1) This drug is based on something called exon skipping in DNA. Only about 13% of boys with muscular dystrophy might benefit from this approach. Very few patients have been enrolled in trials and when larger trials are done in the future the chances of side effects will increase.
2) Summit, a company in UK is developing a better drug that makes a protein called utrophin that functions similar to dystrophin which is the protein missing in DMD. Up-regulating utrophin would regulate all DMD patients regardless of the genetic mutation. This drug is already in trials.
3) SRPT is burning cash and has very little reserves to go on. Don't forget what happened to Prosensa which went from $34 to $5 very quickly.
Uh, 200 million in the bank, isn't "very little reserve" you DOPE
And...................THANK YOU in advance for the covering your boss has been doing, and will continue to do. You shorts with your #$%$ up thesis, are the best.

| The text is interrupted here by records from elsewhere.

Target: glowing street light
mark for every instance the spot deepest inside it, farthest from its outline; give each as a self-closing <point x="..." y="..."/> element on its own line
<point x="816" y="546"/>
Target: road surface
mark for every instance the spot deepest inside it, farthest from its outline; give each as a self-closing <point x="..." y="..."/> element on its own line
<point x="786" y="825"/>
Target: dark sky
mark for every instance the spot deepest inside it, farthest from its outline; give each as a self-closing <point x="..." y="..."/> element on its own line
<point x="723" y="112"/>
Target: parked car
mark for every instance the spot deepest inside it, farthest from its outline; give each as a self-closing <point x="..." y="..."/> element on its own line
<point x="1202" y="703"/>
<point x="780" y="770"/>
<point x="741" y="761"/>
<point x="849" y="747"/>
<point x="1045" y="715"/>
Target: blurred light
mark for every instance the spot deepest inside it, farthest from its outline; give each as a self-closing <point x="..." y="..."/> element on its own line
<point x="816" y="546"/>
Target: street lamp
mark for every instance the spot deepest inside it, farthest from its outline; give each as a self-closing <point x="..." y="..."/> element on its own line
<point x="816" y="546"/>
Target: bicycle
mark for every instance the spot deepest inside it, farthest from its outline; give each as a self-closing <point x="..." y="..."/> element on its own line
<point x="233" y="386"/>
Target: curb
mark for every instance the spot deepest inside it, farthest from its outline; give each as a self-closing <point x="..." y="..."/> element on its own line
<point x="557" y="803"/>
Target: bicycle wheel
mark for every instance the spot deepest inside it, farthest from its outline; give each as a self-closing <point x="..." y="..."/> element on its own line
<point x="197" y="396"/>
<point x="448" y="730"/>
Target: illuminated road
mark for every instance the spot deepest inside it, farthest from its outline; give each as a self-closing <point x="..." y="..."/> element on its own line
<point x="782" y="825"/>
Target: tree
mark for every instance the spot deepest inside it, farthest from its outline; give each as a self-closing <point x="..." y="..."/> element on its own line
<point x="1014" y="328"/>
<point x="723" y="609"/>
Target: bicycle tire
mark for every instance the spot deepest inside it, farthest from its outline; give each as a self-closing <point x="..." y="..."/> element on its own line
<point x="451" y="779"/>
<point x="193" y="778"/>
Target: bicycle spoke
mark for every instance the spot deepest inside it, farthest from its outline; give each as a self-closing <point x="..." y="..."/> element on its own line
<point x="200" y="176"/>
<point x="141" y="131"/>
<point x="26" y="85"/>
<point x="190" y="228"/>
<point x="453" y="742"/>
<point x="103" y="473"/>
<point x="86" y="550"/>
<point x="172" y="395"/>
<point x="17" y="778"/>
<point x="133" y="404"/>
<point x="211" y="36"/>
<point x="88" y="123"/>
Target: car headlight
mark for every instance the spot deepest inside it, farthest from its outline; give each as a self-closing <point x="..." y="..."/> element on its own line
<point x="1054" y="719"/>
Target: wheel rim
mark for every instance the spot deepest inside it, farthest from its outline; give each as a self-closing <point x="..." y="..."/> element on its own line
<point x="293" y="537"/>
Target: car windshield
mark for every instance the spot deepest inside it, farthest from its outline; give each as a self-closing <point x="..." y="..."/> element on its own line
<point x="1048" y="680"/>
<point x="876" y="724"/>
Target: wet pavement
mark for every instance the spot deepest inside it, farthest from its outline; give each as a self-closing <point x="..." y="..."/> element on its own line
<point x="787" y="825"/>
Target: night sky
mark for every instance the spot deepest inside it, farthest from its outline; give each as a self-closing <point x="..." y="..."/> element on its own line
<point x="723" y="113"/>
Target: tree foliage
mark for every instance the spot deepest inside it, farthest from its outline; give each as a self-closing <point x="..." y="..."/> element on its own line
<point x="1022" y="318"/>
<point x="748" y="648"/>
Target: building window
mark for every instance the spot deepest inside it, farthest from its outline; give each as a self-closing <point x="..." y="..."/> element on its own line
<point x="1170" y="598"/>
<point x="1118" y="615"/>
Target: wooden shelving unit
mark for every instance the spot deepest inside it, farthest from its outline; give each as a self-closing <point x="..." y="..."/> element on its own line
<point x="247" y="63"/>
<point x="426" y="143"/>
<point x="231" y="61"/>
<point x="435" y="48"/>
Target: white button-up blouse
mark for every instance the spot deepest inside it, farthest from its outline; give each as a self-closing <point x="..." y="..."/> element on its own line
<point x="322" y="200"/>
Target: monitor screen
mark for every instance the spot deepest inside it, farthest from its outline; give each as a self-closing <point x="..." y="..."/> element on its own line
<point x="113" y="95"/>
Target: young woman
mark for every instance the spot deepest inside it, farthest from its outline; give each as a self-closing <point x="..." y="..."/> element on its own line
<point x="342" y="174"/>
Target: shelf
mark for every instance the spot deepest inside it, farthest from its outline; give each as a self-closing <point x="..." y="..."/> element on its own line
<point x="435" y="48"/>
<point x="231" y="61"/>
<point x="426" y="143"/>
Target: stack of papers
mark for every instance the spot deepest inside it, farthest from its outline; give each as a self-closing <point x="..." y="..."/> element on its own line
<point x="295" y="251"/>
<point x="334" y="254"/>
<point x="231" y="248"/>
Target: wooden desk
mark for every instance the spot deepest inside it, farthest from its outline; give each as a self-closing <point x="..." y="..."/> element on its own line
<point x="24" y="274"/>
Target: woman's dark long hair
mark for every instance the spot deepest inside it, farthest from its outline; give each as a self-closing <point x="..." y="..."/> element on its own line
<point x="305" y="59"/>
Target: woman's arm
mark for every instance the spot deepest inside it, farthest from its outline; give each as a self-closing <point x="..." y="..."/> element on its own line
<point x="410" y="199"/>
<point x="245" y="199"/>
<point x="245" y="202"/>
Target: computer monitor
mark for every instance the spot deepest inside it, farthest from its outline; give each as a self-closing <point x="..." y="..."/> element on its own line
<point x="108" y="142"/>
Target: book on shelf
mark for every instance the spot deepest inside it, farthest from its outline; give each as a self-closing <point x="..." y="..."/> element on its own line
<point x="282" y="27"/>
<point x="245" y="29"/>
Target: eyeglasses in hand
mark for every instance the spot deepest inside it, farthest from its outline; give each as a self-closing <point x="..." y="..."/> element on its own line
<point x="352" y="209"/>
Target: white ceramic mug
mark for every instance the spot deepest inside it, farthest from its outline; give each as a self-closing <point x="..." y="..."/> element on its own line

You don't know enough, kid. In their phase I trial, there is no data supporting an increase of utrophin expression in the trial subjects. If C1100 can increase utrophin in DMD patients, it should be able to increase utrophin in healthy subjects too. So they already showed lack of efficacy in human in a phase I clinical trial.
Even Summit itself do not know why (if at all) their compound C1100 is changing Utrophin expression in human. It works in a mysterious way and without understanding the mechanism of function, C1100's safety concern is a big liability, and they reported "Inter-individual variation was observed".
007: A little truth can be quite misleading. I'm not saying this is intentional though...More specifically, other drugs using Serepta's exon skipping algorithms, which *will* be able to treat DMD patients outside of the 17% you ingenuously mention, are in the pipeline already. In addition, the effectiveness of increasing utrophin levels to treat MD, is theoretical, and, at this point, unproven.